October 1, 2010
Interschool Lab, 7th floor Schapiro CEPSR
Hosted by: Dan Ellis <firstname.lastname@example.org>
Speaker: Miller S. Puckette (University of California, San Diego)
In order to use a computer as a musical instrument, one can either design a new interface (and then have to learn to play it) or fall back on one or more existing instruments and somehow hijack the performer's actions for use controlling the new instrument. I've been working for several years on the second of the two approaches, in particular trying to use the instrumental sound output as a control source for an electronic instrument. This talk is a progress report on what I've been able to do so far using a guitar and a small percussion instrument to control a small but growing collection of synthesis algorithms.

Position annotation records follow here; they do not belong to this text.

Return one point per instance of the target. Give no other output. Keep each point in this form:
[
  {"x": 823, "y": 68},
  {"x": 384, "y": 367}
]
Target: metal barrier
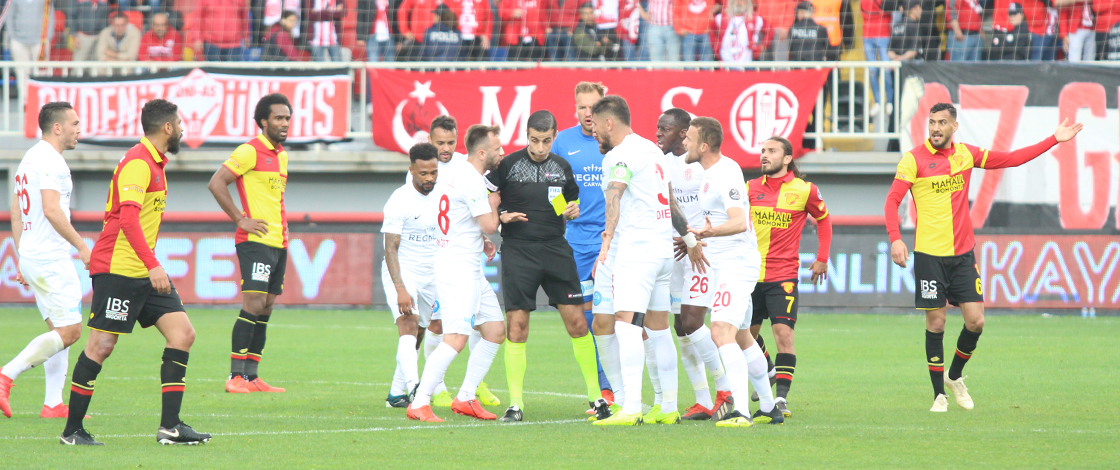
[{"x": 843, "y": 107}]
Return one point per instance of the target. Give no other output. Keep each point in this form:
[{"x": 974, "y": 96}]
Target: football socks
[
  {"x": 935, "y": 357},
  {"x": 515, "y": 373},
  {"x": 171, "y": 374},
  {"x": 966, "y": 344},
  {"x": 784, "y": 364},
  {"x": 584, "y": 348},
  {"x": 85, "y": 375}
]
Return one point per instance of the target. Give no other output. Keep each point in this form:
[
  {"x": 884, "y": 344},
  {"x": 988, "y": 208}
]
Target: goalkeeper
[{"x": 539, "y": 194}]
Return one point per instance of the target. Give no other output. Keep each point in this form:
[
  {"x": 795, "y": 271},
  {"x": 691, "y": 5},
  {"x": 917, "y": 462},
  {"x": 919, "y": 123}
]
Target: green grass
[{"x": 1045, "y": 389}]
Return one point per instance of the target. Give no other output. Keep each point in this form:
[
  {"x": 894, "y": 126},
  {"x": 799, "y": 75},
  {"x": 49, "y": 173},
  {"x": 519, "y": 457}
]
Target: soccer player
[
  {"x": 734, "y": 253},
  {"x": 697, "y": 347},
  {"x": 445, "y": 135},
  {"x": 407, "y": 273},
  {"x": 640, "y": 207},
  {"x": 464, "y": 213},
  {"x": 780, "y": 201},
  {"x": 129, "y": 285},
  {"x": 936, "y": 175},
  {"x": 43, "y": 234},
  {"x": 578, "y": 146},
  {"x": 539, "y": 193},
  {"x": 260, "y": 169}
]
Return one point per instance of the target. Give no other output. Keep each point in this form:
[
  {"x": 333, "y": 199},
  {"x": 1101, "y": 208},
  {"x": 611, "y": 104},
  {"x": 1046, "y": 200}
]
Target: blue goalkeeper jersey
[{"x": 582, "y": 153}]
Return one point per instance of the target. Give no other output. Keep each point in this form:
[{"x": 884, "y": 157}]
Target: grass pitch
[{"x": 1046, "y": 393}]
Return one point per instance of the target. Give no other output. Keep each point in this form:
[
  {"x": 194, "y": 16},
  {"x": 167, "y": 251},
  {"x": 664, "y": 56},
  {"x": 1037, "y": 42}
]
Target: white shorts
[
  {"x": 642, "y": 285},
  {"x": 422, "y": 290},
  {"x": 468, "y": 301},
  {"x": 731, "y": 295},
  {"x": 57, "y": 290},
  {"x": 689, "y": 288}
]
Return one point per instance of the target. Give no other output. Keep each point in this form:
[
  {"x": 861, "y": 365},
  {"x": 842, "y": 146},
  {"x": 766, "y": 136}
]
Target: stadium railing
[{"x": 845, "y": 105}]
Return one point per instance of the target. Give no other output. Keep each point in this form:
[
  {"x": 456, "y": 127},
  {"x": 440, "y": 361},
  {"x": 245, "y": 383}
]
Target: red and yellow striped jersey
[
  {"x": 262, "y": 177},
  {"x": 139, "y": 180},
  {"x": 777, "y": 208}
]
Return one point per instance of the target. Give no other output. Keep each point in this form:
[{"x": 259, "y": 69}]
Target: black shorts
[
  {"x": 262, "y": 268},
  {"x": 940, "y": 279},
  {"x": 776, "y": 301},
  {"x": 526, "y": 266},
  {"x": 119, "y": 302}
]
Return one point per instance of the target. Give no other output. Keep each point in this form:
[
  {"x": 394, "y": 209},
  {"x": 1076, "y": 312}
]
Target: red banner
[
  {"x": 216, "y": 105},
  {"x": 326, "y": 269},
  {"x": 752, "y": 105}
]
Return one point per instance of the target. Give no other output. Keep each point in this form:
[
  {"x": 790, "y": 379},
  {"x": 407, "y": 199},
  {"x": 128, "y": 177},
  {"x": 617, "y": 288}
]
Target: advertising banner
[
  {"x": 752, "y": 105},
  {"x": 326, "y": 269},
  {"x": 216, "y": 105},
  {"x": 1006, "y": 106}
]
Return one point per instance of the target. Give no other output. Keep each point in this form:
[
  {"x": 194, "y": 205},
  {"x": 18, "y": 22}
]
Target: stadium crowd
[{"x": 728, "y": 30}]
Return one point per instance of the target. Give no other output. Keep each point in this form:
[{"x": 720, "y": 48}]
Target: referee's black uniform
[{"x": 534, "y": 253}]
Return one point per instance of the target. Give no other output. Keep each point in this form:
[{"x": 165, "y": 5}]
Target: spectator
[
  {"x": 876, "y": 41},
  {"x": 523, "y": 29},
  {"x": 589, "y": 44},
  {"x": 1078, "y": 29},
  {"x": 780, "y": 16},
  {"x": 664, "y": 45},
  {"x": 220, "y": 29},
  {"x": 161, "y": 43},
  {"x": 279, "y": 43},
  {"x": 691, "y": 19},
  {"x": 476, "y": 27},
  {"x": 743, "y": 35},
  {"x": 1015, "y": 44},
  {"x": 906, "y": 38},
  {"x": 324, "y": 25},
  {"x": 809, "y": 41},
  {"x": 373, "y": 16},
  {"x": 25, "y": 29},
  {"x": 441, "y": 40},
  {"x": 86, "y": 19},
  {"x": 964, "y": 19}
]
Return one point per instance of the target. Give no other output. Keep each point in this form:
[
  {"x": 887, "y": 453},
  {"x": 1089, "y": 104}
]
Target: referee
[{"x": 539, "y": 193}]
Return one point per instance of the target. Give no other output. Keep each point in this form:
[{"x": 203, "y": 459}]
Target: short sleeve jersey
[
  {"x": 262, "y": 177},
  {"x": 686, "y": 179},
  {"x": 721, "y": 190},
  {"x": 42, "y": 168},
  {"x": 645, "y": 227},
  {"x": 407, "y": 215},
  {"x": 778, "y": 209},
  {"x": 457, "y": 199},
  {"x": 139, "y": 180}
]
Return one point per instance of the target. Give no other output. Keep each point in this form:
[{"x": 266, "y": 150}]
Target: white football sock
[
  {"x": 708, "y": 353},
  {"x": 737, "y": 376},
  {"x": 756, "y": 366},
  {"x": 478, "y": 364},
  {"x": 407, "y": 360},
  {"x": 55, "y": 368},
  {"x": 608, "y": 357},
  {"x": 434, "y": 370},
  {"x": 662, "y": 342},
  {"x": 692, "y": 366},
  {"x": 36, "y": 353},
  {"x": 631, "y": 355}
]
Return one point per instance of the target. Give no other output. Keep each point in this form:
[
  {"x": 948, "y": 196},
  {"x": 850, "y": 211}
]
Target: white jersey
[
  {"x": 686, "y": 179},
  {"x": 645, "y": 225},
  {"x": 42, "y": 168},
  {"x": 458, "y": 198},
  {"x": 724, "y": 188},
  {"x": 441, "y": 167},
  {"x": 408, "y": 215}
]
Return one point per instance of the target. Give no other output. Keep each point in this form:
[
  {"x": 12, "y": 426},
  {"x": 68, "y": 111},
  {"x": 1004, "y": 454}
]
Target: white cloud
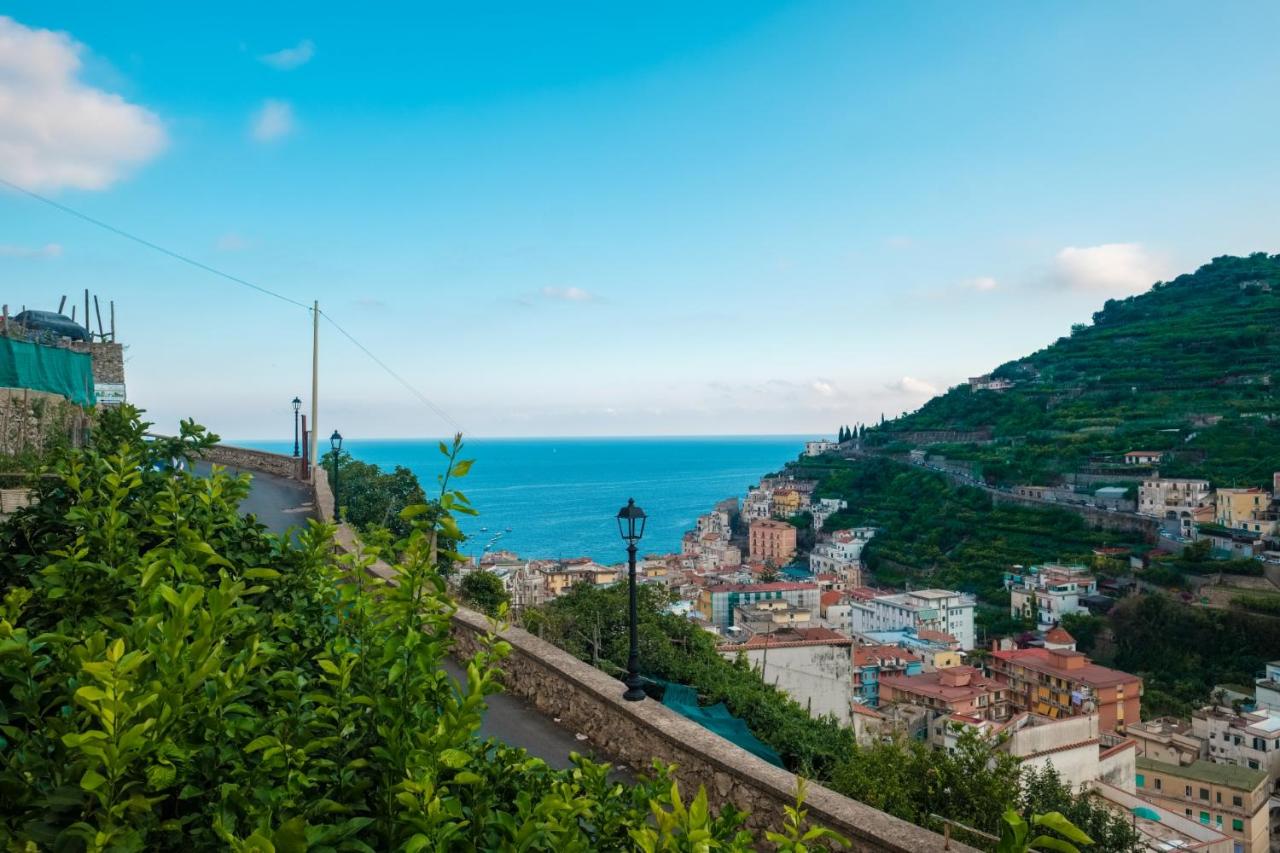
[
  {"x": 273, "y": 121},
  {"x": 58, "y": 132},
  {"x": 291, "y": 58},
  {"x": 912, "y": 386},
  {"x": 567, "y": 293},
  {"x": 48, "y": 250},
  {"x": 983, "y": 283},
  {"x": 232, "y": 242},
  {"x": 1119, "y": 269}
]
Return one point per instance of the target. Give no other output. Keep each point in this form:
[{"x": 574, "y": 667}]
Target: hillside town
[{"x": 912, "y": 664}]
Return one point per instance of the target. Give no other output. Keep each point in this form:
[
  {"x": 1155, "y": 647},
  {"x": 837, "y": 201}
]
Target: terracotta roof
[
  {"x": 1059, "y": 634},
  {"x": 1043, "y": 660}
]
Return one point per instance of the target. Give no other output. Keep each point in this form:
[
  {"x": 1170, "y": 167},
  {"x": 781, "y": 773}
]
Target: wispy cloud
[
  {"x": 567, "y": 295},
  {"x": 273, "y": 121},
  {"x": 983, "y": 284},
  {"x": 1118, "y": 269},
  {"x": 291, "y": 58},
  {"x": 913, "y": 386},
  {"x": 48, "y": 250},
  {"x": 58, "y": 132}
]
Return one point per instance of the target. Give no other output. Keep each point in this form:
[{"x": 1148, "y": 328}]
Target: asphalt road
[
  {"x": 278, "y": 502},
  {"x": 282, "y": 503}
]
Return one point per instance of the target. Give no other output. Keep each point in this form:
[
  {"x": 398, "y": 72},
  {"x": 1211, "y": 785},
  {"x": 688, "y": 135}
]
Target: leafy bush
[{"x": 173, "y": 678}]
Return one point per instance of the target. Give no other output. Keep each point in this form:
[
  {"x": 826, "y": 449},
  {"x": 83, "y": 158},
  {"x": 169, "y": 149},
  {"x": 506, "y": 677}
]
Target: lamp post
[
  {"x": 297, "y": 406},
  {"x": 336, "y": 443},
  {"x": 631, "y": 520}
]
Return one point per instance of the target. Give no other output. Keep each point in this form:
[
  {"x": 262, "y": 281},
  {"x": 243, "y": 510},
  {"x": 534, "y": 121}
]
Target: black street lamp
[
  {"x": 631, "y": 527},
  {"x": 336, "y": 443},
  {"x": 297, "y": 406}
]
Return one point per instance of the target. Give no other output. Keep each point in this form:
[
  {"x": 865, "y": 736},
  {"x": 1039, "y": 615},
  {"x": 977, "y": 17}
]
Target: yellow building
[
  {"x": 1234, "y": 801},
  {"x": 787, "y": 502},
  {"x": 1235, "y": 507}
]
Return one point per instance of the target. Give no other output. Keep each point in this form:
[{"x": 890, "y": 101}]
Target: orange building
[
  {"x": 772, "y": 541},
  {"x": 1064, "y": 683},
  {"x": 956, "y": 689}
]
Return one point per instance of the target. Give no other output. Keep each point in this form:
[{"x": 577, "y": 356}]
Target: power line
[
  {"x": 237, "y": 279},
  {"x": 394, "y": 375},
  {"x": 141, "y": 241}
]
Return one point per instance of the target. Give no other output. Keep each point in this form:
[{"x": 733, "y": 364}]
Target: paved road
[
  {"x": 278, "y": 502},
  {"x": 282, "y": 503}
]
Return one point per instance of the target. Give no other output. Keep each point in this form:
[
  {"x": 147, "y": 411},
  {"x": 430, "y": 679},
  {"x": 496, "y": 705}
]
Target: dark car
[{"x": 55, "y": 324}]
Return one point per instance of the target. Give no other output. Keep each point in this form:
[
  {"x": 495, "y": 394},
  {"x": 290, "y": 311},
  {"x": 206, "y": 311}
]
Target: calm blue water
[{"x": 560, "y": 495}]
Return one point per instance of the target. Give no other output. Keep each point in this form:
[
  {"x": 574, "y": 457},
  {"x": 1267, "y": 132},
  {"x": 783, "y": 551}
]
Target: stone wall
[
  {"x": 243, "y": 457},
  {"x": 635, "y": 733},
  {"x": 32, "y": 420},
  {"x": 108, "y": 360}
]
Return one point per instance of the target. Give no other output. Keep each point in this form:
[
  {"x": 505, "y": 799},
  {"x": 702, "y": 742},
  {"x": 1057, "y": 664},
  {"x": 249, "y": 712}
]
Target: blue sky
[{"x": 604, "y": 219}]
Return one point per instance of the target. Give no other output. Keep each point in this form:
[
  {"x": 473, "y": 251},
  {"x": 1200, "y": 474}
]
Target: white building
[
  {"x": 936, "y": 610},
  {"x": 1048, "y": 592},
  {"x": 1174, "y": 500}
]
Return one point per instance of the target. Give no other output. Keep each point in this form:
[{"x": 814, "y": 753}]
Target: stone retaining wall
[
  {"x": 586, "y": 701},
  {"x": 243, "y": 457}
]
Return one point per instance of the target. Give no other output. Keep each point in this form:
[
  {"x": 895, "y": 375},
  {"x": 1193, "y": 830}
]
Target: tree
[{"x": 484, "y": 591}]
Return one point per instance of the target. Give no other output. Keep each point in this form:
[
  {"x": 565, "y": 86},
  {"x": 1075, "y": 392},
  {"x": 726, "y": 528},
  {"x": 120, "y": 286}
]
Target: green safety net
[
  {"x": 51, "y": 369},
  {"x": 684, "y": 701}
]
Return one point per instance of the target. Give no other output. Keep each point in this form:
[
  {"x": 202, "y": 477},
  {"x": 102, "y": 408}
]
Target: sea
[{"x": 557, "y": 497}]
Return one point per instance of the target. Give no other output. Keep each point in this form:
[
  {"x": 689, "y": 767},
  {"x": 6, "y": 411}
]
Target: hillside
[{"x": 1187, "y": 368}]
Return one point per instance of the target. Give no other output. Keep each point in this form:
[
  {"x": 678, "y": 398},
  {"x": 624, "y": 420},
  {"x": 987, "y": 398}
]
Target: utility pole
[{"x": 315, "y": 383}]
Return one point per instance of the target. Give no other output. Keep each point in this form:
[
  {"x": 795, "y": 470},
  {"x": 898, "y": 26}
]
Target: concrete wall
[{"x": 819, "y": 678}]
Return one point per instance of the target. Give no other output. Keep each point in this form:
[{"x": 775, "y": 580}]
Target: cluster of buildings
[{"x": 1239, "y": 521}]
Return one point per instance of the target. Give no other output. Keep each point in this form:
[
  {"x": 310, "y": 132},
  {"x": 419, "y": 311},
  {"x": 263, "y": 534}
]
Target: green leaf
[
  {"x": 91, "y": 780},
  {"x": 455, "y": 758}
]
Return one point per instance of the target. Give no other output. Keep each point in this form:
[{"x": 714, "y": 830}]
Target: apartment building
[
  {"x": 1176, "y": 501},
  {"x": 718, "y": 602},
  {"x": 1064, "y": 683},
  {"x": 772, "y": 541},
  {"x": 1233, "y": 801},
  {"x": 935, "y": 610},
  {"x": 958, "y": 689},
  {"x": 1048, "y": 592}
]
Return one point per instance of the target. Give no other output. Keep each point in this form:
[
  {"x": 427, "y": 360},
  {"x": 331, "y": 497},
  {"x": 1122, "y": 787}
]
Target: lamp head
[{"x": 631, "y": 520}]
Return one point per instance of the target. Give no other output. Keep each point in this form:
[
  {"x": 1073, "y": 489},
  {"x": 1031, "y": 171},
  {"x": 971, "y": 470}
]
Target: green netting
[
  {"x": 716, "y": 717},
  {"x": 53, "y": 369}
]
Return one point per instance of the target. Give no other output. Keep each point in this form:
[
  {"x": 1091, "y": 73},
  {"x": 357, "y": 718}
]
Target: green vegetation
[
  {"x": 371, "y": 498},
  {"x": 1151, "y": 373},
  {"x": 973, "y": 785},
  {"x": 931, "y": 532},
  {"x": 176, "y": 678}
]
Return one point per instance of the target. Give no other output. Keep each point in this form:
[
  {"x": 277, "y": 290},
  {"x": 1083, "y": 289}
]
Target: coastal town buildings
[
  {"x": 876, "y": 660},
  {"x": 718, "y": 602},
  {"x": 1064, "y": 683},
  {"x": 812, "y": 665},
  {"x": 937, "y": 610},
  {"x": 958, "y": 689},
  {"x": 1179, "y": 501},
  {"x": 1232, "y": 801},
  {"x": 772, "y": 541},
  {"x": 1047, "y": 593}
]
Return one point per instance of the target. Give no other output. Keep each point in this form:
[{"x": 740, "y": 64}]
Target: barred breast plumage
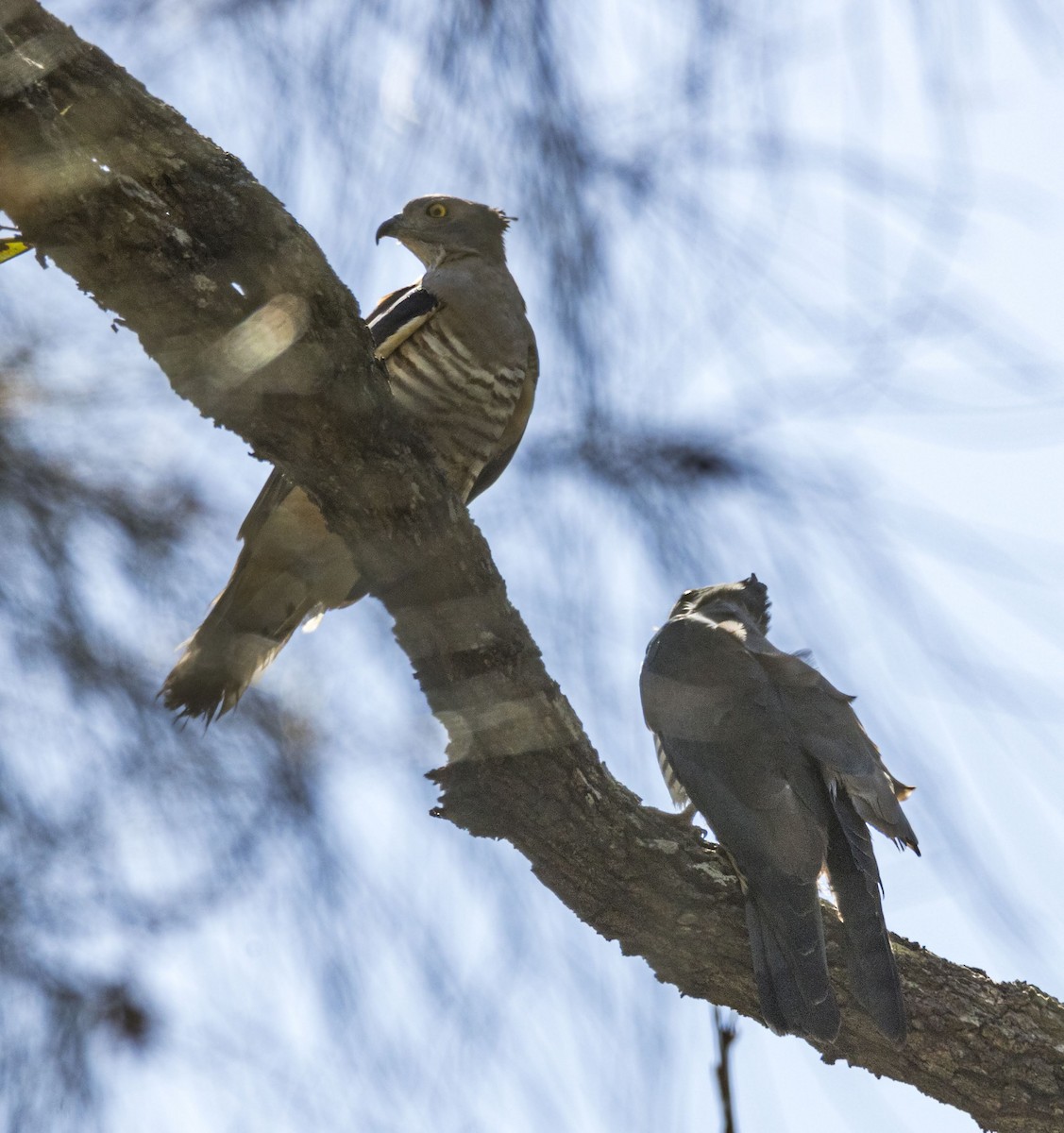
[
  {"x": 462, "y": 361},
  {"x": 464, "y": 407}
]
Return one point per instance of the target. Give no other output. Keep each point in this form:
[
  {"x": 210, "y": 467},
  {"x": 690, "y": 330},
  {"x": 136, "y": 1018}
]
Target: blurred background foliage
[{"x": 792, "y": 267}]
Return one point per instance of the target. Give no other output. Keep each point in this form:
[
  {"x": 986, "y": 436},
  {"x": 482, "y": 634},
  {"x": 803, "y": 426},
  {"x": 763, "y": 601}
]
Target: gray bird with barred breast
[
  {"x": 462, "y": 361},
  {"x": 775, "y": 759}
]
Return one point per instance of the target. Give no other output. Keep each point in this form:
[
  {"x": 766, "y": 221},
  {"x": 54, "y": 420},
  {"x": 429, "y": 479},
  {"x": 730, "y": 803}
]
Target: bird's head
[
  {"x": 748, "y": 598},
  {"x": 436, "y": 227}
]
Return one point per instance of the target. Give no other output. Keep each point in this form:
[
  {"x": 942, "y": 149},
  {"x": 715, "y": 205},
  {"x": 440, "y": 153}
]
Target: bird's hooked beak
[{"x": 390, "y": 227}]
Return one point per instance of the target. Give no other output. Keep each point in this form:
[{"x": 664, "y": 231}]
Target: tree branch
[{"x": 158, "y": 225}]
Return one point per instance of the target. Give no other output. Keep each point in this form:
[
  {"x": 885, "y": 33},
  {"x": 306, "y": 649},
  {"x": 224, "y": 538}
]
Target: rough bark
[{"x": 157, "y": 225}]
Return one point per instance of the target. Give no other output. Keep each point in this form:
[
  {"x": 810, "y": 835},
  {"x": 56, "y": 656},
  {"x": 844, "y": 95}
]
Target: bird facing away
[
  {"x": 775, "y": 759},
  {"x": 462, "y": 361}
]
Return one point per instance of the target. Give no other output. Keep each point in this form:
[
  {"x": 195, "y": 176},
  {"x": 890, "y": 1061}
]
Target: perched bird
[
  {"x": 462, "y": 361},
  {"x": 775, "y": 759}
]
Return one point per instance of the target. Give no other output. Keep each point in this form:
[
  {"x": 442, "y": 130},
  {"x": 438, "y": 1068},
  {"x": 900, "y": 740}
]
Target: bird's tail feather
[
  {"x": 855, "y": 884},
  {"x": 790, "y": 964},
  {"x": 245, "y": 630}
]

Miller Puckette obtained a B.S. in Mathematics from MIT (1980) and Ph.D. in Mathematics from Harvard (1986). He was a member of MIT's Media Lab from its inception until 1987, and then a researcher at IRCAM (l'Institut de Recherche et de Coordination Musique/Acoustique, founded by composer and conductor Pierre Boulez). There he wrote the Max program for MacIntosh computers, which was first distributed commercially by Opcode Systems in 1990 and is now available from Cycling74.com . In 1989 Puckette joined IRCAM's "musical workstation" team and wrote an extended version of Max, called Max/FTS, for the Ircam Signal Processing Workstation. Puckette joined the Music department of the University of California, San Diego in 1994, and is now Associate Director of the Center for Research in Computing and the Arts (CRCA). He is currently working on a free, open source real-time software system for live musical and multimedia performances called Pure Data ("Pd"), in collaboration with many other artists/researchers/programmers worldwide. In 1997 Puckette joined the Global Visual Music project. Since 2004 he has performed with the Convolution Brothers.